La sculpture africaine est avant tout matérialisation de la parole. Cette caractéristique lui confère une grande importance dans les études de terrain. Mais, dans leurs rapports avec leurs informateurs, certains ethnologues ont tendance à trop employer l'affirmation. Ils ne tiennent peut-être pas assez compte de la personnalité, de l'âge et de la position sociale de leurs interlocuteurs. Alors que l'on s'éloigne de plus en plus des sources premières d'inspirations, des questions sont posées dont les réponses sont préméditées et les cicatrices historiques sont négligées.

Que valent par exemple les informations recueillies par un homme qui interroge sur des objets uniquement manipulés par des femmes ? Je me demande parfois si quelques-uns ne partent pas avec leur divan sur le terrain, de peur de retrouver leur innocence. On a déjà pillé l'Afrique dans tous les sens du terme (déportation, esclavage, colonisation, racisme institutionnalisé), il ne faudrait pas maintenant que des ethnologues veuillent la châtrer dans leurs laboratoires.

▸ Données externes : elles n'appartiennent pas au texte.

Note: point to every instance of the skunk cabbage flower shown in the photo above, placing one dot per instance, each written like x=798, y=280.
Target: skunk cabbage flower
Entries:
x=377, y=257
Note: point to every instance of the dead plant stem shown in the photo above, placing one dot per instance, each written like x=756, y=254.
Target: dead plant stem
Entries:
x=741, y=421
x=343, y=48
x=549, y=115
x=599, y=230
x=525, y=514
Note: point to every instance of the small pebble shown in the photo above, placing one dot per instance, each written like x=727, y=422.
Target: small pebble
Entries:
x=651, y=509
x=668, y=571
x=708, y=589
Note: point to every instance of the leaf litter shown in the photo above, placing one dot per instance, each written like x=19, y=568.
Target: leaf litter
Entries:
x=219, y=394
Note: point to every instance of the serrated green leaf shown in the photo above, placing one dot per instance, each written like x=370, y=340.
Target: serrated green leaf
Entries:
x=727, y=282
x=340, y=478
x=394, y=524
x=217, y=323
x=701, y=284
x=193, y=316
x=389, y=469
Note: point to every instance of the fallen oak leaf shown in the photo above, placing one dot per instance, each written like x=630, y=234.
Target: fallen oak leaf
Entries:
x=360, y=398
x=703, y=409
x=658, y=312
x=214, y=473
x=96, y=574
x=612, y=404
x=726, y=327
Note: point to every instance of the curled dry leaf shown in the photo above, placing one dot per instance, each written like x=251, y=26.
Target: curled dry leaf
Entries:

En outre, il faudrait séparer la notion d'objets de surface appartenant comme des biens mobiliers à leurs propriétaires de celle du patrimoine archéologique. Car, en fait, si nous avons une idée assez, juste de l'inventaire des objets de surface, l'avenir de l'art africain est dans son sous-sol.

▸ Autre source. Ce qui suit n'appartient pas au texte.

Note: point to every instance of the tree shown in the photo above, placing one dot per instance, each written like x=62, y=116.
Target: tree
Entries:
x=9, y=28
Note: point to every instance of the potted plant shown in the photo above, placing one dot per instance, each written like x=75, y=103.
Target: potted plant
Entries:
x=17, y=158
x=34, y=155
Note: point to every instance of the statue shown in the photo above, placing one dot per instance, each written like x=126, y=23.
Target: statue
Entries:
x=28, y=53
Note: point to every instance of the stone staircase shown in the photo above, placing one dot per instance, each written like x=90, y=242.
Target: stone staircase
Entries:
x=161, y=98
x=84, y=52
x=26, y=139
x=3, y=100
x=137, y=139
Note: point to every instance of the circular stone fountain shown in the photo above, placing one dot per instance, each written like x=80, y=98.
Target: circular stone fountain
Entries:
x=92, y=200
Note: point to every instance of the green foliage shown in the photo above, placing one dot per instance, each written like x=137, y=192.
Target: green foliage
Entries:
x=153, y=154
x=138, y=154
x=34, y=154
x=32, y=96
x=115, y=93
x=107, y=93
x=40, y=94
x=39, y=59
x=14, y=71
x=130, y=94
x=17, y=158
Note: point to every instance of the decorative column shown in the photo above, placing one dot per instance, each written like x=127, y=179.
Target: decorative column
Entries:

Les grands artistes sont aussi rares en Afrique que dans toutes les autres sociétés, y compris la nôtre. A l'intérieur même des " œuvres complets ", il existe des temps forts correspondant à la qualité de la question plastique posée ; peu d'artistes ont été capables d'en poser plusieurs.

Enfin, à notre époque, où le métissage culturel paraît non seulement évident mais indispensable au monde futur, où le discours courant proclame : " Pas d'hommes hors de la culture ", il faut se souvenir du cri de Fénéon en 1920 dans le Bulletin de la vie artistique ; " Quand rentreront-ils au Louvre ? " Alors que, depuis plus de dix ans, les arts noirs sont présents dans les grands musées des Beaux-Arts aux États-Unis, la France, elle, continue à les marginaliser dans des musées d'Histoire naturelle. Le Grand Louvre réorganise ses collections. Si l'on ne profite pas de cette occasion, sans tomber dans le piège actuel du post-modernisme, pour " resacraliser " l'art africain, l'art islamique et tous les " arts premiers " en leur accordant une place légitime, le Grand Louvre sera un leurre. Et l'État français en supportera la responsabilité historique.